Arkansas regulators have stopped reviewing applications from businesses that want to sell medical marijuana, weeks after a judge struck down the state’s licensing process for growing the drug.
A spokesman for the Department of Finance and Administration said Wednesday the Medical Marijuana Commission’s review of dispensary applications was halted in response to a judge preventing Arkansas from licensing businesses to grow medical marijuana. Pulaski County Circuit Judge Wendell Griffen last month ruled that the state’s licensing process for the cultivation facilities violated a 2016 voter-approved constitutional amendment legalizing marijuana for patients with certain medical conditions.
“We are under an injunction that voids the method of cultivation scoring.
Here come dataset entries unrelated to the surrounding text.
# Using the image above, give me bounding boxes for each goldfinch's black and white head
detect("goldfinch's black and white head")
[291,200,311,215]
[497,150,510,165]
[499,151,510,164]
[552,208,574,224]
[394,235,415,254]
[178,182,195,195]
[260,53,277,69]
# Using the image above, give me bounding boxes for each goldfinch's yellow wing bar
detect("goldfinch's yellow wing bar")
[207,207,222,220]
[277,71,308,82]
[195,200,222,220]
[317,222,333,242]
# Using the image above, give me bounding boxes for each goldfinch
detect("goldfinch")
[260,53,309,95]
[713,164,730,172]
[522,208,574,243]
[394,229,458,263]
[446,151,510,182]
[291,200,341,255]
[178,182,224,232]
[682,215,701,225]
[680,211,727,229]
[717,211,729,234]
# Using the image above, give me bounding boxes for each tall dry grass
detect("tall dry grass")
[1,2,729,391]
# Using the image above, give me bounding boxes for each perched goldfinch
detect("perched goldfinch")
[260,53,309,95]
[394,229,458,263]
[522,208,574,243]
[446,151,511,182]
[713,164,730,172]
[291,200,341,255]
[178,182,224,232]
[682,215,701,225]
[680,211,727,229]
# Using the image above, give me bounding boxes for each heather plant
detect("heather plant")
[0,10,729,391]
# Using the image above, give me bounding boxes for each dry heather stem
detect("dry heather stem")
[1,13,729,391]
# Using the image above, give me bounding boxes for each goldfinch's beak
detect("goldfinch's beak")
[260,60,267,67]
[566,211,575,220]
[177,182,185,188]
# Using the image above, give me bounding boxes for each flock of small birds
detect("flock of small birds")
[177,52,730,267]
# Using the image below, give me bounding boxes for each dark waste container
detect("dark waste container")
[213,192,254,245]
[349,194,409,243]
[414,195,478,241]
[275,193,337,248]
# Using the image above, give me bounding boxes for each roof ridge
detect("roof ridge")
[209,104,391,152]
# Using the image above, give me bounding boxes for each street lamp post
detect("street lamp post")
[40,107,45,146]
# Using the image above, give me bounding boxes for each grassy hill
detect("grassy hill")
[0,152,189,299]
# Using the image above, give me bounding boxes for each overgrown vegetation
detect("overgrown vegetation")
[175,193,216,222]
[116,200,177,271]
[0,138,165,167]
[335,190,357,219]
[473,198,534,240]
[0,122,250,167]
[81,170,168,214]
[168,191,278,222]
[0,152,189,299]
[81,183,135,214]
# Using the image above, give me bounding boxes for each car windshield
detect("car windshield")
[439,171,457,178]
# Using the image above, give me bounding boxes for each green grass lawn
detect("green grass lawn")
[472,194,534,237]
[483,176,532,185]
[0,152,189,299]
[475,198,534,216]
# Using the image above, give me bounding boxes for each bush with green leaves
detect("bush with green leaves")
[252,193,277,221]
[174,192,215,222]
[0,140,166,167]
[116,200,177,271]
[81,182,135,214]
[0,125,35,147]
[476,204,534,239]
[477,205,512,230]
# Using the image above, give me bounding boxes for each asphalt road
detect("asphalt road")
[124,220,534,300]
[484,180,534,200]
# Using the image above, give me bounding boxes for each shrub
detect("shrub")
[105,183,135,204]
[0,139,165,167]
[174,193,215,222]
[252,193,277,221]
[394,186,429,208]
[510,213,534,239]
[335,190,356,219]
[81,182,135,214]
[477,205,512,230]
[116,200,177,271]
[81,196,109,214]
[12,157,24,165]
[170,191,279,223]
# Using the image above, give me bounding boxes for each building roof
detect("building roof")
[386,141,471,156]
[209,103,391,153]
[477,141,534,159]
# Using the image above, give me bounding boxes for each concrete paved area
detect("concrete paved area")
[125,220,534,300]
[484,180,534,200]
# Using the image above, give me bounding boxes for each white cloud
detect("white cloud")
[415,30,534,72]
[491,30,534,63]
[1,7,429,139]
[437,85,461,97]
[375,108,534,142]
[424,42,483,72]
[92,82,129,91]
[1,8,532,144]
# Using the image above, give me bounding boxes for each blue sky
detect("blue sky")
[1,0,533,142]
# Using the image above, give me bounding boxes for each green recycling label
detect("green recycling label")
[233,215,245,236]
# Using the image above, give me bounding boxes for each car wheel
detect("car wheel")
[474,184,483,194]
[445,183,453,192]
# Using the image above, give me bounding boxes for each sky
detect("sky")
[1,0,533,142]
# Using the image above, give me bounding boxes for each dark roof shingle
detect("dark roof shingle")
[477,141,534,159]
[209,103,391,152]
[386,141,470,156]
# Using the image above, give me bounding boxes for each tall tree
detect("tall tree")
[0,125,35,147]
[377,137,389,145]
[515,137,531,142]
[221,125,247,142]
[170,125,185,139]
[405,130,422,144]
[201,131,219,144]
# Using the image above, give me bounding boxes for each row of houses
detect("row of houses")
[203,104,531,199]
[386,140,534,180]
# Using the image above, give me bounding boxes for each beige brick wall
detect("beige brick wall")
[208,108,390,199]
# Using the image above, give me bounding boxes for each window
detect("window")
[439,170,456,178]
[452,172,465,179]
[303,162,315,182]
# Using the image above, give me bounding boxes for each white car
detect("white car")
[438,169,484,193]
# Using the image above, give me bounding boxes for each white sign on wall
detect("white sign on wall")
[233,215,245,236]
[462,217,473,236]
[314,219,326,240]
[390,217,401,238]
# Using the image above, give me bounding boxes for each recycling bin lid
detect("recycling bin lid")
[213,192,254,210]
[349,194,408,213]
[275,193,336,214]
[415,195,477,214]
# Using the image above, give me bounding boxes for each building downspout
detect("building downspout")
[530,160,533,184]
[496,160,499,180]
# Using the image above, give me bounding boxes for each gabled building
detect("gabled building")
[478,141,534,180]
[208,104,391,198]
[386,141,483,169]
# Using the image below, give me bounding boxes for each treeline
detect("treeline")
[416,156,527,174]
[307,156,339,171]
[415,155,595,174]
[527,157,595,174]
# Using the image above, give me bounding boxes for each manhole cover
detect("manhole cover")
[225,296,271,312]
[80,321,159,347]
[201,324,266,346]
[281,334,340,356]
Therefore, dispensary application review is on hold as we review the situation,” DFA spokesman Scott Hardin said in a statement.
The commission had begun reviewing some of the 227 applications it had received for dispensaries to sell marijuana to qualified patients, and the department had previously said it was evaluating its next steps on the application process. Hardin did not say how many applications had been reviewed. The commission can award up to 32 dispensary licenses.
David Couch, the attorney who wrote the medical marijuana amendment, said halting the applications’ review would harm patients since the dispensaries are allowed under the amendment to grow a limited amount of marijuana.
“It’s very sad for the patients because I think dispensaries could meet the needs of the patient pool we have now and the anticipated patient pool,” said Couch, who has applied for cultivation and dispensary licenses.
Griffen last month ruled in favor of an unsuccessful applicant for a cultivation license that had challenged the commission’s decision to issue permits to five businesses. Griffen cited potential conflicts of interest by two of the commission’s five members and said the state did not verify applications’ assertions that their proposed facilities would be at least 3,000 feet from schools, churches and daycare centers, as required by the amendment.
Arkansas’ attorney general has appealed Griffen’s ruling to the state Supreme Court. In an order Wednesday denying a request by some of the successful applicants to lift his preliminary injunction, Griffen urged the commission to correct the problems with its licensing process. Griffen indicated he didn’t view his ruling against the licensing process as appealable yet.
“The court hopes that the present ruling will clear the way for the Medical Marijuana Commission and its co-defendants to proceed with the work required to properly screen, evaluate, and select medical marijuana cultivation facility licensees,” Griffen wrote.